Have you ever spent weeks working on a machine learning project, dashboard, or analysis only to have to go back and redo your work because of feedback from stakeholders? I know I definitely have. So what’s the solution?

Ship Early and Often

During my time as a data scientist at Apple, I realized that the idea of going into a cave to work on a project for several weeks is the antithesis of what a good data scientist should be doing. This type of approach leads to longer time lines for deliverables since you’re not integrating feedback early on when it’s the easiest to do so and you’re also missing opportunities for building closer collaboration with your stakeholders. Instead, good data scientists are proactively communicating by shipping early and often to solicit feedback and engage in dialogue with their stakeholders.

Here are three example scenarios that encourage the ship early and often mentality that you can apply in your future projects:

Machine Learning

The majority of your time in a machine learning project is spent on building a training dataset and feature engineering. As a result, the quickest way to prototype something is to only gather a few key features and spend minimal time with feature engineering. Taking advantage of AutoML solutions like TPOT (http://automl.info/tpot/), can also greatly reduce your time to an initial prototype. With a prototype in hand, you can create a backtest that you can take to your stakeholders to start conversations about whether you should invest further. 

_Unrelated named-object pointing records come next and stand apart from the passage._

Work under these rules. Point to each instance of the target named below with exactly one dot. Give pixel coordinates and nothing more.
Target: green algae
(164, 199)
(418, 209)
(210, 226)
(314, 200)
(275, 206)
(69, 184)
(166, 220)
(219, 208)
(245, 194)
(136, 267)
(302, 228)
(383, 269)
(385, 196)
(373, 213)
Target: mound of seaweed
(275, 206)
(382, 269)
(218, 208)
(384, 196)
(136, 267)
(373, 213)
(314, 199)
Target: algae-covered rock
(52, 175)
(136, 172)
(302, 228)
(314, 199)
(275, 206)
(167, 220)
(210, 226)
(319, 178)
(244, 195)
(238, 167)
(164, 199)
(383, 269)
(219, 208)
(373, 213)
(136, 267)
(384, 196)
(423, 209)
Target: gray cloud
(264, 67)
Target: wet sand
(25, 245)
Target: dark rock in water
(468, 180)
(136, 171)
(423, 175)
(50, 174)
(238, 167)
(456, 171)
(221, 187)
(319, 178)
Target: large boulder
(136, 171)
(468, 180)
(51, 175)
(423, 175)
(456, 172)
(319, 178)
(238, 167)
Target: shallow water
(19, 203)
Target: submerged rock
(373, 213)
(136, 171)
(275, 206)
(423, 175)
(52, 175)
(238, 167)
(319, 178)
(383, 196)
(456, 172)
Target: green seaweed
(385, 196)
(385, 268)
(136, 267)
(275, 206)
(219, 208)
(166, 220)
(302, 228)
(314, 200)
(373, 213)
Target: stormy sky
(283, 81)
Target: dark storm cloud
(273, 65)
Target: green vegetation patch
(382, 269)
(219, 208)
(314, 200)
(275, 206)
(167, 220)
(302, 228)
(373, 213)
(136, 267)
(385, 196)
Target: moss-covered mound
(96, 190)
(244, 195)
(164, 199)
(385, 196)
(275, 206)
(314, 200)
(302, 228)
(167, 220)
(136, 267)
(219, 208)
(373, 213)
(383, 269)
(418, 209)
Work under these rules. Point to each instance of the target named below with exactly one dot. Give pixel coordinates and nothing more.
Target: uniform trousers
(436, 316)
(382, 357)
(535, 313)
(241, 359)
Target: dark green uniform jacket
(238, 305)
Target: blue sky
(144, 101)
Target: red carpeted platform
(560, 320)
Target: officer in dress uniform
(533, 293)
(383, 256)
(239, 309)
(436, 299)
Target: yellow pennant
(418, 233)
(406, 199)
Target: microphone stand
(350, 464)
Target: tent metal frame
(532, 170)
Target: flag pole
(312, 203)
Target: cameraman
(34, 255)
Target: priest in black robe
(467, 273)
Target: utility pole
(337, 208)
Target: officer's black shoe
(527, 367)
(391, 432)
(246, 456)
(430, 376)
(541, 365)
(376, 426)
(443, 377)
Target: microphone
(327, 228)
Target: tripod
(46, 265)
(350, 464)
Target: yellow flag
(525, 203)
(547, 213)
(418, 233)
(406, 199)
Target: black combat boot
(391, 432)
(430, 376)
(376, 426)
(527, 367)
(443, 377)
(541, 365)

Doing any kind of work in Tableau can be a frustrating experience because the process of revising and adjusting your views tends to be incredibly manual, which makes the prospect of revisions cumbersome. Instead, tools like Sketch or Figma allow you to create quick mockups, saving you countless hours in the process. The main thing here is to get feedback early, mockups are always easier to comment on than a text-heavy requirements document (though these are also important).


With analysis, you can benefit from creating a rough story of what you want to say. Sometimes you don’t know until you actually do the analysis, but other times you can paint with broad strokes the approach you plan on taking and the questions you’d like to answer. You can even get down to the level of detail of what type of visualization you plan on showing.